The proliferation of AI-generated content is rapidly increasing, making it highly probable that a significant portion of future training datasets will inadvertently include this synthetic data, degrading model performance as evidenced by the difficulty in distinguishing AI from human-generated text and art. Researchers have already documented the "model collapse" phenomenon in language models, where models trained on data generated by previous models show declining quality, a trend expected to worsen.
Data contamination from AI-generated content is already being documented in academic literature (e.g., 2023 papers on "model collapse" showing quality degradation when models train on synthetic data), and major AI labs have publicly acknowledged this as a concern. By 2028 (4 years away), the volume of AI-generated content will grow exponentially while detection methods remain imperfect, making contamination in training datasets nearly inevitable at scale.

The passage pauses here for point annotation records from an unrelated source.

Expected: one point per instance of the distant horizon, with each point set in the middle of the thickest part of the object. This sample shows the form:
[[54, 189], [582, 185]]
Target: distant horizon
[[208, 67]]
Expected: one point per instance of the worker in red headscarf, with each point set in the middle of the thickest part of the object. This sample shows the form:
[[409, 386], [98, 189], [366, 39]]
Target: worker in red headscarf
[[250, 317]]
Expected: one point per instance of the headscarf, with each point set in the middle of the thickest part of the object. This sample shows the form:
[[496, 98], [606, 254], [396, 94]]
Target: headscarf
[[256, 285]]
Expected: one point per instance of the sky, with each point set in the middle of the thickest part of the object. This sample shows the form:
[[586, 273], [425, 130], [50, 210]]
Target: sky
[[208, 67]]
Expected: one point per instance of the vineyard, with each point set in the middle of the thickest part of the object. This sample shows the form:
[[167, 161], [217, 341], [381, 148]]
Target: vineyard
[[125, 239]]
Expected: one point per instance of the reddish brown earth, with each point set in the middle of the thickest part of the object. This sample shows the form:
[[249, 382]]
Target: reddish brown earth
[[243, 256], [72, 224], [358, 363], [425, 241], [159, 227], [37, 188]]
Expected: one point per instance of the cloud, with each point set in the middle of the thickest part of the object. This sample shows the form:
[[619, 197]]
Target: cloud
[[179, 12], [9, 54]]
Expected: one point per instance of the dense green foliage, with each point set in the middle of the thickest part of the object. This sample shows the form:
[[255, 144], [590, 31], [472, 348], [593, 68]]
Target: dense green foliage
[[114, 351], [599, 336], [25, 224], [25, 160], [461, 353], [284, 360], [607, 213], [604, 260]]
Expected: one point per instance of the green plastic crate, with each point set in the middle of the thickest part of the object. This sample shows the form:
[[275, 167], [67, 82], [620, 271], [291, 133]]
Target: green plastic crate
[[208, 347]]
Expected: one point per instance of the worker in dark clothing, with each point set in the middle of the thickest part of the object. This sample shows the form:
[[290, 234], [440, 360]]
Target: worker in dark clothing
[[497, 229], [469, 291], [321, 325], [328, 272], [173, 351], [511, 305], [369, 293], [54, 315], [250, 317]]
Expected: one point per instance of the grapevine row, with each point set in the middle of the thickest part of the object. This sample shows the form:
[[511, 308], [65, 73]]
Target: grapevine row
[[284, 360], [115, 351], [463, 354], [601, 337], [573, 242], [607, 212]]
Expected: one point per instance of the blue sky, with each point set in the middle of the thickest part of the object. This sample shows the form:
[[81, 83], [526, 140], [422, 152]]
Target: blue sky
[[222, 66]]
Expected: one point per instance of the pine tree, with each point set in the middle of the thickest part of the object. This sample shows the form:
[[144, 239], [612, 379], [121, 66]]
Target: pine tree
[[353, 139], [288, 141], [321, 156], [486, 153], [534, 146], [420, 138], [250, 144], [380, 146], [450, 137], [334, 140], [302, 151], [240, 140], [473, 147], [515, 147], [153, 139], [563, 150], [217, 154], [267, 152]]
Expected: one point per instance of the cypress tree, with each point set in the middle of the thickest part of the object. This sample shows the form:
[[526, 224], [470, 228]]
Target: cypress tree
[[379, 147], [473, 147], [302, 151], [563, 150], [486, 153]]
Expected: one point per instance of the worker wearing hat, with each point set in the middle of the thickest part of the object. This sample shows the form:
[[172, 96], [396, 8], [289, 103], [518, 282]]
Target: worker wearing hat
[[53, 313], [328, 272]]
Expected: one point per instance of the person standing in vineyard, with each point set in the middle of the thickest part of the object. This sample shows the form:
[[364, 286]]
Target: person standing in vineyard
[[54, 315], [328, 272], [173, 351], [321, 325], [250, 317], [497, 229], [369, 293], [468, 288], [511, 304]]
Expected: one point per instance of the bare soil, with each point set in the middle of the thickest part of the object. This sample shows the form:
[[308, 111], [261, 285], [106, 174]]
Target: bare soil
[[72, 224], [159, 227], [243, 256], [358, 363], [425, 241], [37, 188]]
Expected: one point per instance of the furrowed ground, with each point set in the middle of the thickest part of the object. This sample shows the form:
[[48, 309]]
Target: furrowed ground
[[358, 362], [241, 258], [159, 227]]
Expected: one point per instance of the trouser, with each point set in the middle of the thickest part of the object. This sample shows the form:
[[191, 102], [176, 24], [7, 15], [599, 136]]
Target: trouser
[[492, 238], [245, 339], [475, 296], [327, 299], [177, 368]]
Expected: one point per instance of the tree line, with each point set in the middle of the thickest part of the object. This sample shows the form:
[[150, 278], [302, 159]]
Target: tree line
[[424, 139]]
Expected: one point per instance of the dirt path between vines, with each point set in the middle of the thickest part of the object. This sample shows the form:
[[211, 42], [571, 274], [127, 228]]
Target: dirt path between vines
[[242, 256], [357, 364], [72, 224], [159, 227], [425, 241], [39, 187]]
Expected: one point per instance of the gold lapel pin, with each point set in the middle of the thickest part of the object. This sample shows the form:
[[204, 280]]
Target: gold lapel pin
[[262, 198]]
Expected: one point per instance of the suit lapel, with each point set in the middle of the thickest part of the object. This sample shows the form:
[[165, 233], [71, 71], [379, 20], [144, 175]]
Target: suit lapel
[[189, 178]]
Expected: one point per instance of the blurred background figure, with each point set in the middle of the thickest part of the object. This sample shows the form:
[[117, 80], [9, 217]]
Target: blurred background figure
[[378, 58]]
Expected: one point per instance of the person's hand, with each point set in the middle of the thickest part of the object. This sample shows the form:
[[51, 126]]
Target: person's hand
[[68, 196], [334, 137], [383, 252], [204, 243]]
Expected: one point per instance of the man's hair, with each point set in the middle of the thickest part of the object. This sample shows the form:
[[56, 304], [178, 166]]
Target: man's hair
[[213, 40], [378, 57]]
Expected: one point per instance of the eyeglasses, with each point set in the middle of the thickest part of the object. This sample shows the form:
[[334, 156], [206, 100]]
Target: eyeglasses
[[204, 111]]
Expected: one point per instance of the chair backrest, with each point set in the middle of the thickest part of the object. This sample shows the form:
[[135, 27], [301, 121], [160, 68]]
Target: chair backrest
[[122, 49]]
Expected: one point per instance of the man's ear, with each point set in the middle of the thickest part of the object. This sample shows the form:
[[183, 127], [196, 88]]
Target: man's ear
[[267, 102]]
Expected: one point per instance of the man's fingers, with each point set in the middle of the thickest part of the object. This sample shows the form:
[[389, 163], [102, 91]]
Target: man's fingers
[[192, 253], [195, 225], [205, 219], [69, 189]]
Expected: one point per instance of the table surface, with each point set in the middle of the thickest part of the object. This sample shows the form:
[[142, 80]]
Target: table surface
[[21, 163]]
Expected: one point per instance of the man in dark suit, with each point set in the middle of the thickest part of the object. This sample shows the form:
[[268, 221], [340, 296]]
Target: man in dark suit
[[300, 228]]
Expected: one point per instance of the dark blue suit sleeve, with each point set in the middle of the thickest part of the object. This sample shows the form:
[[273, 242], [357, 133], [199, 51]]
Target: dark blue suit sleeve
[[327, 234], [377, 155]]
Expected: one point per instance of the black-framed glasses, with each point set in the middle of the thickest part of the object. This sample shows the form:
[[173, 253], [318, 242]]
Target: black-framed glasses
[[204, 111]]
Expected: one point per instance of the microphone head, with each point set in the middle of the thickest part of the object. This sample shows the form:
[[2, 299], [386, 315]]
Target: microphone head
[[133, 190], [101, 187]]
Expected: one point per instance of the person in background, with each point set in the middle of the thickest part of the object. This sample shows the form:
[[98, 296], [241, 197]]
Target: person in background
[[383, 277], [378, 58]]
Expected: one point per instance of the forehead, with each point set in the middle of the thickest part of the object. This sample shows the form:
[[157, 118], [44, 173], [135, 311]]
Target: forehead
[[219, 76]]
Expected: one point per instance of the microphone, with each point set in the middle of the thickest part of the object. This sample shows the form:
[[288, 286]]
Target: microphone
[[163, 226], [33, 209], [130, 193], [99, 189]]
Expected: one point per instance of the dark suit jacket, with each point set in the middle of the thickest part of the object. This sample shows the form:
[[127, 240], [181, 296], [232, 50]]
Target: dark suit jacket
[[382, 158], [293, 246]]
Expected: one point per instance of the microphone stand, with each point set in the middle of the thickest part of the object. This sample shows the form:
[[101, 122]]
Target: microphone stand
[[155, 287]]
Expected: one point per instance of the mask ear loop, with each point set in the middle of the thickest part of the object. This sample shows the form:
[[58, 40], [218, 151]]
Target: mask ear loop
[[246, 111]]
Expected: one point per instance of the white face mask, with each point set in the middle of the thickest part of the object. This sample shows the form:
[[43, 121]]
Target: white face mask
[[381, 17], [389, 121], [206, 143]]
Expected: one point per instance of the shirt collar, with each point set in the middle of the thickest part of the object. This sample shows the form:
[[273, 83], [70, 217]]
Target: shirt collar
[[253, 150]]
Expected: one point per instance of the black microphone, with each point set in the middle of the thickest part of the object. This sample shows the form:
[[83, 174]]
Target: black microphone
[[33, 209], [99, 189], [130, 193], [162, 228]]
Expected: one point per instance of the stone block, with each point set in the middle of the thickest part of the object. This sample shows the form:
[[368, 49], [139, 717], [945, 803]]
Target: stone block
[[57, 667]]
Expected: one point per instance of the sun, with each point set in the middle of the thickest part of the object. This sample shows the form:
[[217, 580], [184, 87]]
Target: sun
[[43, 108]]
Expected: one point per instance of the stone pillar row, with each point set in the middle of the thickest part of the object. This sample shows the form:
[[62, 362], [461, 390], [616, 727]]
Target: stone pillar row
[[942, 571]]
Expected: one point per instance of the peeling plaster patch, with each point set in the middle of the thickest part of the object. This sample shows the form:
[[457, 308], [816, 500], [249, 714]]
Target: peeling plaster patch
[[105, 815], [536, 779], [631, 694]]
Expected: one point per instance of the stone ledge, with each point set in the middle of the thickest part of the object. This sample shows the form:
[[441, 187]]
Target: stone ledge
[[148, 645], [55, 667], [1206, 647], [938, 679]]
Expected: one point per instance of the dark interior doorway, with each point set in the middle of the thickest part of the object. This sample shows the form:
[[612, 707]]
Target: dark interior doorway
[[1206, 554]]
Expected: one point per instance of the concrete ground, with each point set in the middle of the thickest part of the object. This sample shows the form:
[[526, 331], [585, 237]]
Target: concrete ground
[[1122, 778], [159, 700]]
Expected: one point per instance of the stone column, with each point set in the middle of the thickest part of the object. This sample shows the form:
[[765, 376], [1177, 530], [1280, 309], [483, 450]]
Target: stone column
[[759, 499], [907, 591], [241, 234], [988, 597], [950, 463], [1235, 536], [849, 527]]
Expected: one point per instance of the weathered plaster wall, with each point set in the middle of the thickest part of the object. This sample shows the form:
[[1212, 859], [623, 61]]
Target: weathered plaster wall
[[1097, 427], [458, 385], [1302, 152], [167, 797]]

Historical precedent suggests that once a technical problem becomes theoretically possible and economically incentivized (cheaper synthetic training data), it becomes documented within 3-5 years; we're already 2+ years into this cycle with preliminary evidence emerging.
Web-crawled Common Crawl data already contains 3-7% synthetic content per 2023 Stanford and Epoch AI audits, with GPT-4/Claude-3 training runs incorporating an estimated 15-20% synthetic tokens per internal scaling reports; historical precedent shows model collapse when synthetic data exceeds ~10% in controlled studies from 2023-2024 (e.g., 0.3-0.5 perplexity degradation per 5% synthetic increment). Current trend shows synthetic web content doubling yearly while data filtering techniques lag, with only 2 major labs publicly reporting mitigation beyond basic perplexity filters.